Another Walmart Sweatshop Story
Posted on June 21, 2012 by jway
“The company treats us the way a slave driver treats his slaves.”
“Security guards often beat the workers.”
“Sometimes I want to die. I work like hell every day for such a dull life. I want to find a reason to live.”
These are the words of factory workers in China at Hong Kong-owned VTech, a large supplier of electronics to Walmart, according to a new report released Wednesday by the Institute for Global Labour and Human Rights. The report provides further evidence that Walmart’s so-called “ethical” supply chain is anything but good for workers in the developing world.
The report, “VTech Sweatshop in China: AT&T, Motorola, Walmart and others endorse the China model,” finds that VTech workers in Dongguan, Guangdong Province are “held under deplorable and illegal sweatshop conditions” inducing many young workers to commit suicide. Alleged violations at VTech include forced 12 to 15-hour shifts 6 days a week, pay below the legally mandated minimum wage, filthy living conditions, lack of social security benefits and withheld wages when workers quit.
VTech is the largest manufacturer of cordless phones in the world, owns three factories in Dongguan, and has annual revenues of $1.8 billion. VTech products, which include phones and phone components, circuit boards, and electronic learning systems for kids, are carried at Walmart and other US retailers and are sold under many brands, including AT&T, Motorola, Sony and Phillips.
The new report is certainly a disappointing indication of Walmart’s failure to verify its claims that conditions for its supply chain workers are fair, just and safe. However, it’s not exactly surprising, given Walmart’s business model, in which the burden of cost-cutting falls on the shoulders of low-wage retail, logistics and manufacturing workers while executives and shareholders pocket the profits.
- Just last week, half a million garment workers in Bangladesh, where Walmart is a major buyer, took to the streets in protest of poverty wages.
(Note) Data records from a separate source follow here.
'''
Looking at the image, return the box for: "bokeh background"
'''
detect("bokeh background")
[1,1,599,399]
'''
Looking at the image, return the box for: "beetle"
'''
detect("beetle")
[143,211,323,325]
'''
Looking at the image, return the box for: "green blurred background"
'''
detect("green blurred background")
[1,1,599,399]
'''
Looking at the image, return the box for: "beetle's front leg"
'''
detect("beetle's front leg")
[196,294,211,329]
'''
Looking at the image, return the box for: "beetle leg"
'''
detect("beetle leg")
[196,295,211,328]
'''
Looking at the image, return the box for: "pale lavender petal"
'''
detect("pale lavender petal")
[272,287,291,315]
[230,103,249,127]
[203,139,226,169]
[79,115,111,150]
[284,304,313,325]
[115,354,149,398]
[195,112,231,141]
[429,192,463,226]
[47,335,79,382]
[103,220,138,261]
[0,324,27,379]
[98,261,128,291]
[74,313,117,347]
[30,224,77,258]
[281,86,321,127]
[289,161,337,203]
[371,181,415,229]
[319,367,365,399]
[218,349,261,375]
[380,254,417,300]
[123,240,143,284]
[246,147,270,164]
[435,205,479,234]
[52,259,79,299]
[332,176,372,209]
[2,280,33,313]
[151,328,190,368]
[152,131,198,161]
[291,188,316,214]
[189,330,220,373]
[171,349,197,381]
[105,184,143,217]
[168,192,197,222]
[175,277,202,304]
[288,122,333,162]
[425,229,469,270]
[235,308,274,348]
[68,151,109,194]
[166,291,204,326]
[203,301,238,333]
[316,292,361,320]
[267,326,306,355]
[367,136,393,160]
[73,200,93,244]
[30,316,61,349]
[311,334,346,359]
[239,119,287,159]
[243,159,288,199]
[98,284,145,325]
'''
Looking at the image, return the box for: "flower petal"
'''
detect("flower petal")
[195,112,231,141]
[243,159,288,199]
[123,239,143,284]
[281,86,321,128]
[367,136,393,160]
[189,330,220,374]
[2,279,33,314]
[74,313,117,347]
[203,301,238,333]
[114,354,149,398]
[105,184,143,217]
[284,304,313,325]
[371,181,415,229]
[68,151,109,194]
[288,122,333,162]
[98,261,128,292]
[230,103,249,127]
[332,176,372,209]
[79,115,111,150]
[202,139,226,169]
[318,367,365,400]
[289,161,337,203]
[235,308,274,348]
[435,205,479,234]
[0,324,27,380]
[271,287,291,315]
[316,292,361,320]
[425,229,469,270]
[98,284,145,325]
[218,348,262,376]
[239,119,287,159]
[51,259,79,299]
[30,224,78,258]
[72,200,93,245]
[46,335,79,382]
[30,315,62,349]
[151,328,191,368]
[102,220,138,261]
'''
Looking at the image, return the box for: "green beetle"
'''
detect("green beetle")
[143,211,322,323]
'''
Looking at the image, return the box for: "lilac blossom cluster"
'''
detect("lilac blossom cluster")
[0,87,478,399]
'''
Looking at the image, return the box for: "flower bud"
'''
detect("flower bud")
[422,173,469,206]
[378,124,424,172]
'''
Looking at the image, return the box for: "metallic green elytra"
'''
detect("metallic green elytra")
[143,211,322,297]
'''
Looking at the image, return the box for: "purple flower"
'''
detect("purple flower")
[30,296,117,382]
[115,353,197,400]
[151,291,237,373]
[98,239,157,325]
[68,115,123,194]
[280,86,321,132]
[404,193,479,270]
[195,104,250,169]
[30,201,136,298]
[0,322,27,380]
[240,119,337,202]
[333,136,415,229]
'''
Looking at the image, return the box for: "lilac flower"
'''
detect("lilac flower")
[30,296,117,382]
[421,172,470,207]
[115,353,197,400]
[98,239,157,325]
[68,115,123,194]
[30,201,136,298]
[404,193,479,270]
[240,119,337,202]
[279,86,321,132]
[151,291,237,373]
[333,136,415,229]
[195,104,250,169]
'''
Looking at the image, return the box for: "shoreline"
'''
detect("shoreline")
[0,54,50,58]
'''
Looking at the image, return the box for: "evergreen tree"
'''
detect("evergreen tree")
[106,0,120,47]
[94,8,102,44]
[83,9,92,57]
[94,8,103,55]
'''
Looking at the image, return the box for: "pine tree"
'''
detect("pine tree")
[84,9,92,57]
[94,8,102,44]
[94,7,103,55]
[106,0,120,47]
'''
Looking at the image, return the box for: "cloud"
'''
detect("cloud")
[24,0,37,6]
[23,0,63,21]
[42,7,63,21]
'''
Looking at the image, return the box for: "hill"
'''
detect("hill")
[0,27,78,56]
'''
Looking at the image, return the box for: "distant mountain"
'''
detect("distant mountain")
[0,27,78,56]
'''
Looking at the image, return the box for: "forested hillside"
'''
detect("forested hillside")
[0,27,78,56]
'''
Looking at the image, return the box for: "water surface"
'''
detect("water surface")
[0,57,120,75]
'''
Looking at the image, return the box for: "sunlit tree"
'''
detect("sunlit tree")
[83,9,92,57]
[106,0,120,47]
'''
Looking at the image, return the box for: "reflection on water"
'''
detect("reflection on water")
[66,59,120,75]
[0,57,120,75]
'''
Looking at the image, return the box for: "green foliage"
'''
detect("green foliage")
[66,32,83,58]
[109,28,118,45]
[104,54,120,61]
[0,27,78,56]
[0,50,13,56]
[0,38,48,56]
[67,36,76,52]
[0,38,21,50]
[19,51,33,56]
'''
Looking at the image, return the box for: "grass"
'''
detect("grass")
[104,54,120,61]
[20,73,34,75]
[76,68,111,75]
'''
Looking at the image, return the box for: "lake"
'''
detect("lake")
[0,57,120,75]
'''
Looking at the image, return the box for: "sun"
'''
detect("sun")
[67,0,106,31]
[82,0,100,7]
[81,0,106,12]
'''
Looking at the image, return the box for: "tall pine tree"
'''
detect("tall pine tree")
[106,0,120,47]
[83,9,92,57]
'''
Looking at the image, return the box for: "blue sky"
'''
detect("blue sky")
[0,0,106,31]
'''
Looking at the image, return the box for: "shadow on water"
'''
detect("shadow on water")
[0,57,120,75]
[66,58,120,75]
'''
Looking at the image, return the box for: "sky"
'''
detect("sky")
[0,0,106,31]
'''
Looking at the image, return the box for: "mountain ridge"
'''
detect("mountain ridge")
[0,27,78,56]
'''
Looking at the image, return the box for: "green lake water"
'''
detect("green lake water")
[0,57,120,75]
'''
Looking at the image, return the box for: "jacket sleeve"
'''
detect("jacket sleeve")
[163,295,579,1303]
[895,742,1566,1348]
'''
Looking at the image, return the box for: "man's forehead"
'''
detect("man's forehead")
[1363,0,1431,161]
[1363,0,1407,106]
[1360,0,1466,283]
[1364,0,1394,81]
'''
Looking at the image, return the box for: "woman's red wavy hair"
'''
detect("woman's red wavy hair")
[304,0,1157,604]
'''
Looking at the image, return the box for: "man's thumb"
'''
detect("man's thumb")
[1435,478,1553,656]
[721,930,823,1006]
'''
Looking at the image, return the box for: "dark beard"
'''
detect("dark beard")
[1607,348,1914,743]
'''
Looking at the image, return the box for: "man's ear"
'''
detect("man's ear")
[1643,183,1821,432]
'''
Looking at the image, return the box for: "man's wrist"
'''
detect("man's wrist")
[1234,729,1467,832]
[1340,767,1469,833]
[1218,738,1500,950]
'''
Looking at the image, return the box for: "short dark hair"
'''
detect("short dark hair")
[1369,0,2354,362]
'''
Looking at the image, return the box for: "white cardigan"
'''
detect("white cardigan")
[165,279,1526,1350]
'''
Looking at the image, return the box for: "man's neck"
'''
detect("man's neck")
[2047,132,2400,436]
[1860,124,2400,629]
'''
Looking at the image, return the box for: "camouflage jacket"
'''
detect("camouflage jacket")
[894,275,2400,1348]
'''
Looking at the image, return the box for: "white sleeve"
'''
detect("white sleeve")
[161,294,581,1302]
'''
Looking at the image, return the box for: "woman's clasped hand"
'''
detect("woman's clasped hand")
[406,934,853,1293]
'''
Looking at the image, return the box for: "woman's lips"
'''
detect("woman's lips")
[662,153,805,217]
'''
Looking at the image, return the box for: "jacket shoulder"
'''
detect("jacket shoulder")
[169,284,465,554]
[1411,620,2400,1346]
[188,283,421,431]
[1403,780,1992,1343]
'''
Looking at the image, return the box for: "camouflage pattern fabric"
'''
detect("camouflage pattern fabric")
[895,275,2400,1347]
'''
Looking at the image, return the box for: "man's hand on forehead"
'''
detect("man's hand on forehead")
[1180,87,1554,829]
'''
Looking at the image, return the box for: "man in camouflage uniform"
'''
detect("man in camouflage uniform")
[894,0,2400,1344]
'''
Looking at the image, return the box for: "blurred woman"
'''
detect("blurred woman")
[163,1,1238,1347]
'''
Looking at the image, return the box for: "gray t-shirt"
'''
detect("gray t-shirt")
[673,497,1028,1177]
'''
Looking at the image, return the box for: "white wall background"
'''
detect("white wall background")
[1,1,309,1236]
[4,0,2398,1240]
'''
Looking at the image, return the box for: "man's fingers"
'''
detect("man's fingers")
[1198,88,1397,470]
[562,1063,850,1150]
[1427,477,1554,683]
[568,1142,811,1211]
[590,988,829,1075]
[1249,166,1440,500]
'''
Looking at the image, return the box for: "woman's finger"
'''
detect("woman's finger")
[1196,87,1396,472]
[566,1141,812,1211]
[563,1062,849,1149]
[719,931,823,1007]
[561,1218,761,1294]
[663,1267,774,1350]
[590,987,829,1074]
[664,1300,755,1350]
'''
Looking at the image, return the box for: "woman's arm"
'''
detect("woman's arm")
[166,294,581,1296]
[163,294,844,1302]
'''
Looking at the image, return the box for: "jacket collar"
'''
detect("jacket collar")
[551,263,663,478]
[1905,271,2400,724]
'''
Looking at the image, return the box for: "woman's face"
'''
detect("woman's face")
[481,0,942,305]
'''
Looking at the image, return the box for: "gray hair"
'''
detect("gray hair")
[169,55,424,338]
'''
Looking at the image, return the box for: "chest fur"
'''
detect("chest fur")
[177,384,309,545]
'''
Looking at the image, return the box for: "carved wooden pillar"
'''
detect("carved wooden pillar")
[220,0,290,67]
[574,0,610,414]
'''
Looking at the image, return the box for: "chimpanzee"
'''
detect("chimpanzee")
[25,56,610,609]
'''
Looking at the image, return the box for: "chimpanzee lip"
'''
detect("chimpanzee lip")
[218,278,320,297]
- On June 4, Mexican guestworkers on H-2B visas in Louisiana went on strike to bring to light severe violations at their workplace, CJ’s Seafood, including rat-infested housing, forced and long work hours without overtime pay and threats made against them and their families.
- The National Employment Law Center released a report in early June detailing the ‘Walmart Effect’ on US warehouse workers in Southern California, where the use of third-party labor contractors and subcontractors has led to depressed wages and benefits for a largely Latino workforce
- In April, reports surfaced that migrant workers at a Walmart shrimp supplier in Thailand were victims of labor trafficking, as reported by Grist.
- Hong Kong-based whistleblowing NGO SACOM, now well-known for its investigations of Apple-supplier Foxconn, has repeatedly exposed serious labor violations at Chinese factories that produce toys for Walmart.